Manusia bersarung itu pun bingung mau menjawab apa. Melihat gelagak orang di sampingnya itu mulai bercanda yang tidak pada tempatnya, akhirnya ia pun cuma bersiul pertanda ia tidak ingin meneruskan obrolan yang tidak bermutu itu dan untuk menyembunyikan kekesalannya atas pertanyaan sinis itu. Merasa tidak mendapat tanggapan, akhirnya keduanya pun beralih ke topik lainnya. Topik yang bisa dikatakan bukan sebuah topik, karena selalu berpindah dari satu topik ke topik lainnya.

Bosan dengan obrolan itu, akhirnya manusia kucel itu pun beranjak dari tempat duduknya, mungkin ingin melemaskan persendiannya yang mulai kaku sejak duduk di kursi tadi.

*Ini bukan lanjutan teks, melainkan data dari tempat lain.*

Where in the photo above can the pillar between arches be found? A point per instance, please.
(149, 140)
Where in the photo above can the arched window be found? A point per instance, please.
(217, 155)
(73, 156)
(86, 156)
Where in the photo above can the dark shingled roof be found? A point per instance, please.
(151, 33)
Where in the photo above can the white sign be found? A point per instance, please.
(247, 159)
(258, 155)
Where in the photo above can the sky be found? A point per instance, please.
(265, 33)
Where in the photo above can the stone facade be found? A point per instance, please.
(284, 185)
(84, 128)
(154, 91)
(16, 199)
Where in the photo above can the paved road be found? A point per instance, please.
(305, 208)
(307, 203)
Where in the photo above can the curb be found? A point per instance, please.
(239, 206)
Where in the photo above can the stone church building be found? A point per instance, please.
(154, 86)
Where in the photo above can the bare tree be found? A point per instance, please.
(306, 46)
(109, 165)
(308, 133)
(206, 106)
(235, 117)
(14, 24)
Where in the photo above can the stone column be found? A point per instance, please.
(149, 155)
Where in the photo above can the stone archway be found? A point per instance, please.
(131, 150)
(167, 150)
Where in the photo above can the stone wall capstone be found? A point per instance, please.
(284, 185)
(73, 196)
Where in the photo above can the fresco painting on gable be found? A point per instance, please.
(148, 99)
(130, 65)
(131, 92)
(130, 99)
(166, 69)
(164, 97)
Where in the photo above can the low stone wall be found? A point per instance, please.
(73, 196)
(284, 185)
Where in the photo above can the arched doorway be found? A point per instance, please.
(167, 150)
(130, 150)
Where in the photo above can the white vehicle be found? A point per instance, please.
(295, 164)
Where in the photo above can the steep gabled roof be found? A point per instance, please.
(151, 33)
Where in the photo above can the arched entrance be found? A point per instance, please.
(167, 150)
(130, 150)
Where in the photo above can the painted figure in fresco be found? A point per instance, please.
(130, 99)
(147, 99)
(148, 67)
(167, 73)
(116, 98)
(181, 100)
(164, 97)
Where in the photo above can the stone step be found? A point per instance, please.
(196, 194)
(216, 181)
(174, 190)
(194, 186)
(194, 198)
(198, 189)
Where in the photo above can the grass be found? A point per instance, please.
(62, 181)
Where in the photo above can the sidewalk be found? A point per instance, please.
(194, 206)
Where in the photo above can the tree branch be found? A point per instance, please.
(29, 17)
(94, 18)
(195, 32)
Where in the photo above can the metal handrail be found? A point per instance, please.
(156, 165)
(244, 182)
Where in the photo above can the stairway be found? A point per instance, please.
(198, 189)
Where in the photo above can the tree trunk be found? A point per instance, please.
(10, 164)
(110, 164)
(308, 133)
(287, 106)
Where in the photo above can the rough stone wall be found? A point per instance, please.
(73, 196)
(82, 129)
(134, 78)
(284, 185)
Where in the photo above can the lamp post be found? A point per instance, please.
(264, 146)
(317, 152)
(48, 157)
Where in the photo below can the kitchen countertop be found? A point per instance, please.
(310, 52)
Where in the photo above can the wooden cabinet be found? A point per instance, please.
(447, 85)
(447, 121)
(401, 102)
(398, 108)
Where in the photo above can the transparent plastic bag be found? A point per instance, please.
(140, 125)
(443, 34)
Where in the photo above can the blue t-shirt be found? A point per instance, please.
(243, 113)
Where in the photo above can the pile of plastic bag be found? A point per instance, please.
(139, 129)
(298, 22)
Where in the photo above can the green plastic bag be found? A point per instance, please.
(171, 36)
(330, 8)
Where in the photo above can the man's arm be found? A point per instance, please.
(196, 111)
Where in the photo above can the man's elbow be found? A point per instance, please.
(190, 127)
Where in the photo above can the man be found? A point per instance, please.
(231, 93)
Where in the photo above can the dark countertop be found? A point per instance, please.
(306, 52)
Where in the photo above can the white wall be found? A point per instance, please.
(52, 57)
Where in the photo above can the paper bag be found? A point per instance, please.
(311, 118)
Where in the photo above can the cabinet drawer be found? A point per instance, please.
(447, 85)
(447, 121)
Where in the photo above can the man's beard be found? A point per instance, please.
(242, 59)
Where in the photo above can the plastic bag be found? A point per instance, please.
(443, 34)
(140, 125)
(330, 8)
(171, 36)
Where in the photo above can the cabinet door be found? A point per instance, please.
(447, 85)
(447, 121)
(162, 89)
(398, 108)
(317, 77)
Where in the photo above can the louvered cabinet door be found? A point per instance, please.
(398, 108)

Ia pun beranjak menuju pekarangan rumah yang terbuat dari bambu yang mulai lapuk. Bersandar padanya dan memalingkan muka ke kiri dan ke kanan dan tak tahu sedang melihat apa. Setelah itu, ia pun kembali ke tempatnya semula, mereguk kopinya yang mulai dingin dan kemudian menyalakan sebatang rokok.

"Pagarnya nampaknya mulai rusak tuh. Bambunya sudah lapuk. Kalau anjing menyerobot pagar itu, bisa-bisa pagar itu bisa roboh", ia pun kembali memulai percakapan.

"Terus...?", timpal manusia bersarung tadi masih setengah kesal padanya.

"Kamu tahu gak tempat yang menjual bambu di daerah sini sebelah mana?", tanyanya mencoba membuat percakapan itu hidup.

"Di Apotekk...", jawab manusia bersarung tadi secara spontan.

"...", manusia kucel itu pun langsung berpaling pada jawaban spontan yang tak disangka-sangkanya.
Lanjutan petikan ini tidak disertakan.